Yes, in the original description of the wastebasket "Test" some months
or years ago, this was spelled out. The point of bringing it up wasn't
to change that, it was to say that the displacement in a Test for control
of location might sometimes be discontinuous. The wastebasket is picked
from its putatively controlled location and placed elsewhere.

Referring to another posting of yours yesterday, I'm wondering where
you got the idea that my old postings on information had anything to do
with the notion that the behaviour of systems is discrete rather than
continuous. I seem to remember expending a great deal of effort in
getting you to see how information theory works equally in discrete
and continuous systems, and having thought that I had succeeded in
developing that understanding in you. It's a bit discouraging having
to go back to square one, if you have reverted to thinking that it is
possible to talk about information only in the context of discrete
systems. I hope that's not the case, and that you were referring to
something else. But I can't think what that something else might be.

---------------------

What the experimenter is always doing is saying "Oh, yeah?" and coming
up with some demonstration that the explanation is wrong, or that there
is another equally plausible explanation.
...
If all challenges fail, we have no
choice but to accept the theory -- at least until a more ingenious
experimenter finds a test that is failed.

Now _that's_ what I wanted to hear you say. It's not _quite_ my idea of
how theories are compared, but in the situation at hand, it's fine.

------------------

A tensed muscle has LESS volume than a relaxed one. Now, you knew that,
didn't you?

No. It never occurred to me to ask, but it's interesting to know.

And what might be even more interesting is that a colleague down the
corridor is working on a touch-sensing robotic hand that is worked by
tendons pulled around pulleys by muscles that _are_ pumped up in order
to tense them. Each muscle consists of a very specially shaped air
balloon that shortens its length when blown up (the surface
is flexible but only trivially stretchable).
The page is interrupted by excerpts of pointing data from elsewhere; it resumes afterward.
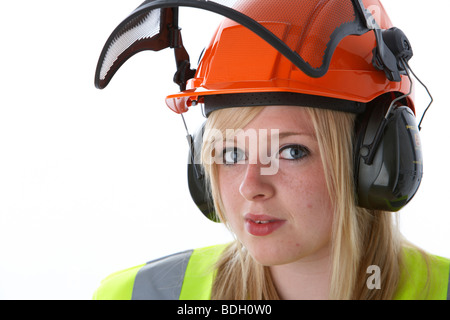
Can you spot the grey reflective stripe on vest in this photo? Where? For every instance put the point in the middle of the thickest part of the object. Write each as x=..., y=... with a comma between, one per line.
x=448, y=286
x=161, y=279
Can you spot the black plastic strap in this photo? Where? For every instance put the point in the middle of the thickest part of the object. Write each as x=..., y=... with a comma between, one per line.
x=222, y=101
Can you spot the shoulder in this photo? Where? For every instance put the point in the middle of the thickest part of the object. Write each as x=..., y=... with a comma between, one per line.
x=160, y=279
x=423, y=276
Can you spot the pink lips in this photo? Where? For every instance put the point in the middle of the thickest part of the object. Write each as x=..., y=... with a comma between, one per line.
x=261, y=225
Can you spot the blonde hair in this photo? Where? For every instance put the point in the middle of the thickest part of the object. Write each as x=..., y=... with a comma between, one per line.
x=360, y=237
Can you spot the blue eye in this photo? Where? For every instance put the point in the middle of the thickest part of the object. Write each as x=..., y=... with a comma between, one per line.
x=293, y=152
x=233, y=155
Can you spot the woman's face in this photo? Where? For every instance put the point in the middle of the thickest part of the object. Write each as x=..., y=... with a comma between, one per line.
x=284, y=215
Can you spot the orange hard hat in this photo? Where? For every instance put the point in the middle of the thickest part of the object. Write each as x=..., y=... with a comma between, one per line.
x=238, y=61
x=303, y=52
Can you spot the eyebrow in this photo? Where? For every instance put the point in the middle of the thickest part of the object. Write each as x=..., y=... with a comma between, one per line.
x=282, y=135
x=289, y=133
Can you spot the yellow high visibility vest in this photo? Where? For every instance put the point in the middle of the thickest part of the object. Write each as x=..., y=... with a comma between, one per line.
x=189, y=275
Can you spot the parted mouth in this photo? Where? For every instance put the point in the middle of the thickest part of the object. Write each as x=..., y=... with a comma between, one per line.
x=262, y=225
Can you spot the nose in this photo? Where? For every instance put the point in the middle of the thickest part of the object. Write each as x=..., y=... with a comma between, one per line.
x=254, y=186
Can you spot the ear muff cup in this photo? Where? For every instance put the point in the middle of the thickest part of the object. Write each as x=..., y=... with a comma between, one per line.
x=197, y=179
x=394, y=176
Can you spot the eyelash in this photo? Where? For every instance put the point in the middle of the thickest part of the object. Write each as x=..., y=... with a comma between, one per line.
x=304, y=153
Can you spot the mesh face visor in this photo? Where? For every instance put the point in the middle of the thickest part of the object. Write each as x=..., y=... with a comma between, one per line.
x=309, y=44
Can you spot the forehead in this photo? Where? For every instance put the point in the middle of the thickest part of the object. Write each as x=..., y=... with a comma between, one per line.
x=283, y=118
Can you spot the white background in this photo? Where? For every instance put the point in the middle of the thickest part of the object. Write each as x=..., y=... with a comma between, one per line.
x=94, y=181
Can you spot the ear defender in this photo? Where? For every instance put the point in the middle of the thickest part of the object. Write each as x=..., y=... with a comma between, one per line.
x=387, y=169
x=196, y=177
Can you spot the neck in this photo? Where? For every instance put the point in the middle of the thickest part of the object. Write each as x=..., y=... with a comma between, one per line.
x=306, y=279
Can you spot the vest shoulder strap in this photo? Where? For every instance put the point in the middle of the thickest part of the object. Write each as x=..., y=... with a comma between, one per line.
x=424, y=277
x=185, y=275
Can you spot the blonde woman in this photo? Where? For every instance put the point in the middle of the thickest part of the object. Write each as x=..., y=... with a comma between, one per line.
x=309, y=148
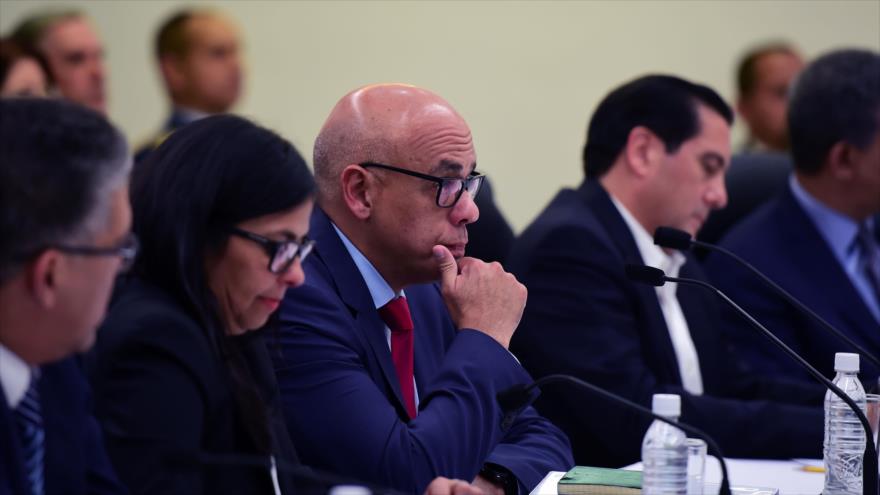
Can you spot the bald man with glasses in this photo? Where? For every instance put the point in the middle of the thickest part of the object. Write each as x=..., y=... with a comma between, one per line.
x=394, y=349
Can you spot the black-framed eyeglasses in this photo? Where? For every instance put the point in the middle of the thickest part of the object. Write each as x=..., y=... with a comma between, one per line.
x=449, y=189
x=126, y=249
x=282, y=254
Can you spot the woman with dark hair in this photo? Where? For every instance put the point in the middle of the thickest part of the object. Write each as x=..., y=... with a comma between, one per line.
x=184, y=389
At some point I hope to
learn more about this device, which at present is slaved to a device
like a thumb-and-finger glove in which a human hand is fitten to manipulate
the machine. There is no force feedback, and the human manipulator has
to look at the machine to see how its thumb and finger are moving. But
the intention is to remedy this lack. It's intended as a hand for a robot.
The colleague knows of my interest in PCT, but I don't know what algorithms
are currently being used in the control. From what little I've been shown,
I get a distinct flavour of inverse kinematics.
---------------

New topic: Visual hierarchy.

There is, in the 9 Feb issue of Science p 776-777, a description of an
attempt to use the known and partly known connections among areas of the
visual system to define a hierarchy. A strict hierarchy is not possible,
but using all well defined and more poorly defined connections together ,
there are many thousands of possible hierarchies that have only 6 failed
constraints (i.e. cyclic connections). If 36 uncertain connections are
removed from the analysis, there is exactly one reciprocal connection
that remains, between two areas called FST and MSTd.

In the hierarchies that have 6 failed constraints, there are between 13
and 24 distinct levels, with most having 18 or 19 levels. In the different
hierarchies, FST showed up often on level 12, and even more often on level 17.

If the visual system itself were a control system, one would expect
every connection to be reciprocal, or at least that there would be as
many downward as upward connections. But there's only one that seems
secure, between the FST that usually shows up on level 12 or 17 in the
different structures and MSTd that shows up most often on level 11.

The article says that you can find more at URL
<http://www.psychology.ncl.ac.uk/www/hierarchy.html&gt;, with predictions of
the results of anatomical experiments that they suggest should be done, at
<http://www.psychology.ncl.ac.uk/www/predictions.html&gt;

I don't know what one should make of this, but it looked interesting.